Legendary punk power pop protest pub rockers Painters & Dockers return to Western Australia for the first time in twenty years this week, playing at Gate One at Claremont Showgrounds on Friday, 5th May, The Dunsborough Tavern on Saturday the 6th and The Indi Bar on Sunday, 7th May. Singer and mainstay of the band for some thirty-five years, Paulie Stewart, has plenty of stories to tell.

Just a few years ago, though, Stewart was on his deathbed, having all but given up hope of finding a replacement liver to replace his Hepatitis C-addled one. A priest actually came and read his last rites, before a Timorese nurse recognised him from his tireless charity work (Stewart’s older brother Tony was one of the Balibo Five journalists murdered by government forces in East Timor in 1975), and promptly made good on a promise to find him a suitable organ for transplant.
Read the story at AROUND THE SOUND

Here’s some bonus extras from my conversation with Paulie Stewart:
When in hospital, waiting on a liver transplant that he thought would never come, Stewart never stopped pining for The Painters & Dockers.

“I was honestly in that hospital going, ‘fuck, I just want to go to Perth one more time, to do one more of those shows,’” he swears. “If you were at one of those shows in the early ‘90s you know exactly what I mean.”

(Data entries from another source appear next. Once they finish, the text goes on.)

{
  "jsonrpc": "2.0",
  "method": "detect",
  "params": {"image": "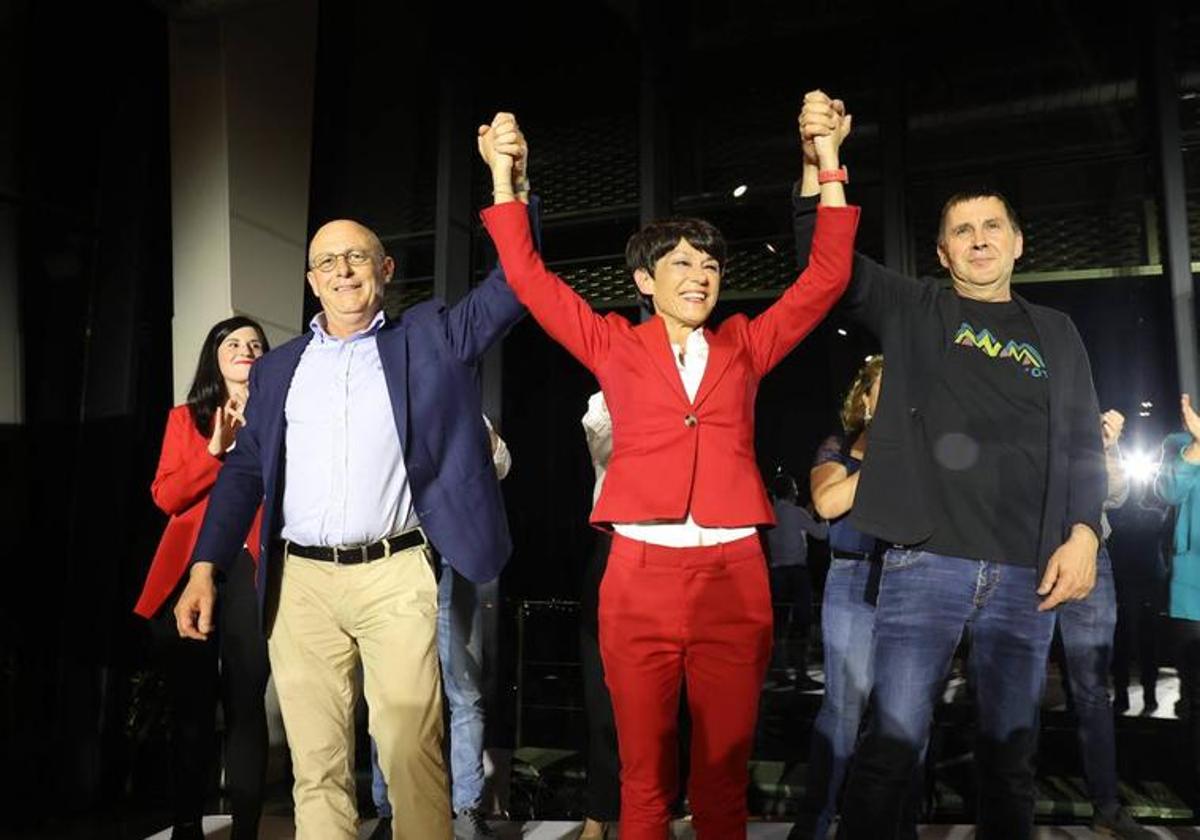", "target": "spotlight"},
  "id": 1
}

[1121,450,1158,484]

To say those shows were crazy would be an understatement – but how on earth could the band have made any money? There were so many people in the band, not to mention all these crazy stunts going on and extra people on stage – it must have cost a fortune.

“Well, we’ve never made much money as the Dockers,” Stewart laughs, “it’s always been about the entertainment. There was a cast of thousands in Perth. Kym The Krazy Klown would be there, he was a regular… we also had a girl who loved to jump up and take her clothes off with us. She looked like Elle Macpherson, seriously, I’m not joking – so we encouraged that. Hell, yeah!

“One of our classic stories was when we did Bindoon with this girl – she won Miss Bindoon twice. We’d played Bindoon and we’re driving back to Perth and we’re in the van and we’ve got a full esky of beer. It was about 45 degrees, so fucking hot, ya know? We’re driving along, we see this guy on a tractor and the girl goes, ‘oh, stop the van, stop the van.’ So we pull up the van and she takes her top off so she’s just in her knickers, and she grabs this cold beer, jumps this wire fence and runs to the middle of this field. The farmer just slams on his brakes, takes the beer off her, stands on his tractor seat, and just flings his hat in the air. We just laughed – that guy’s story that night at the pub, ‘you’ll never guess what happened to me today…’ ‘Mate, the heat fucking got to you, baby,’ his mates would be saying!”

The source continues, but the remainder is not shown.